I had picked up some fresh ramen noodles from H-Mart. My go -to these days for my Asian and Indian groceries. Instead of going to multiple grocery stores, I find my lauki, karela, and all at H-mart as well as ingredients for Thai curries and stir fries, so I make a weekly trip there and then shop whatever else I need from Whole Foods.

I hadn’t planned on making soup but had some cauliflower and cabbage in the fridge – both Vata aggravating vegetables. It’s important to cook those well with adequate healthy fat and spices so in this recipe, I incorporated some digestive spices like fennel, ginger, cilantro, and mint to make sure this soup doesn’t further aggravate our Vata. It resulted in a delicious, flavorful noodle soup that the whole family loved. You can use other vegetables, or a store bought vegetable broth but we’ve been trying to avoid cooking with onion in the house (baby steps) and most store bought broths have onions so I made the vegetable broth at home. It’s quick and easy with some basic ingredients and works well with all types of asian-y soups.
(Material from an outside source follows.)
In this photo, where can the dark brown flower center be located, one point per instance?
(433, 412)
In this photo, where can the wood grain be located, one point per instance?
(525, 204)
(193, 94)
I hope you give this a try! If you do, be sure to leave me a comment, I’d love to hear what you think!

Namaste.

Print Recipe
Veggie Ramen Soup (V)
A quick, easy and comforting vegan winter soup.
Prep Time 10 minutes
Cook Time 20 minutes
Servings
servings
Ingredients
Prep Time 10 minutes
Cook Time 20 minutes
Servings
servings
Ingredients
Instructions
  1. In a large saucepan, heat sesame oil. Once hot, add in dry ginger powder (or fresh ginger) and green chilis if using.
  2. Then add in chopped cabbage, cauliflower, bon choy, carrots, and tomatoes. Sauté for 6-7 minutes stirring occasionally until carrots appear softened.
  3. In the meantime, cook ramen noodles per package instructions and drain.
  4. Once vegetables are cooked, add in vegetable broth and bring to a boil. Once boiling, lower heat to a simmer and add in soy sauce, salt, pepper, and mint leaves. Continue to simmer for another 2 minutes.
  5. Then turn off stove and add in cilantro.
  6. Pour noodles into serving bowls, divided equally. Top with broth, then garnish with Furikake and roasted or sautéed cauliflower florets (if using). Enjoy warm!
Recipe Notes

*To make Vegetable Broth, combine 6 cups of water with 1/2 cup roughly chopped carrots, 1 cup roughly chopped celery, 4-5 cilantro stalks, 1/2 tsp peppercorns, and 1/4 cup chopped fresh fennel (or 1/2 tsp dry fennel seeds) on medium high heat and allow to simmer for 30 minutes. Then strain.